In the 20th century, demand for electricity led to the consideration of geothermal power as a generating source. Prince Piero Ginori Conti
tested the first geothermal power generator on 4 July 1904, at the same
Larderello dry steam field where geothermal acid extraction began. It
successfully lit four light bulbs.
Later, in 1911, the world's first commercial geothermal power plant was
built there. It was the world's only industrial producer of geothermal
electricity until New Zealand built a plant in 1958. In 2012, it
produced some 594 megawatts.
Lord Kelvin invented the heat pump in 1852, and Heinrich Zoelly had patented the idea of using it to draw heat from the ground in 1912.
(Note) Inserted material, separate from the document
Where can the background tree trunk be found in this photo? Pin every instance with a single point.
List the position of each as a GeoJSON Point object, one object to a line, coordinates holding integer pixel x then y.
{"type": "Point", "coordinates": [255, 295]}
But it was not until the late 1940s that the geothermal heat pump was
successfully implemented. The earliest one was probably Robert C.
Webber's home-made 2.2 kW direct-exchange system, but sources disagree
as to the exact timeline of his invention. J. Donald Kroeker designed the first commercial geothermal heat pump to heat the Commonwealth Building (Portland, Oregon) and demonstrated it in 1946. Professor Carl Nielsen of Ohio State University built the first residential open loop version in his home in 1948. The technology became popular in Sweden as a result of the 1973 oil crisis, and has been growing slowly in worldwide acceptance since then. The 1979 development of polybutylene pipe greatly augmented the heat pump's economic viability.
In 1960, Pacific Gas and Electric began operation of the first successful geothermal electric power plant in the United States at The Geysers in California. The original turbine lasted for more than 30 years and produced 11 MW net power.
The binary cycle power plant was first demonstrated in 1967 in the USSR and later introduced to the US in 1981.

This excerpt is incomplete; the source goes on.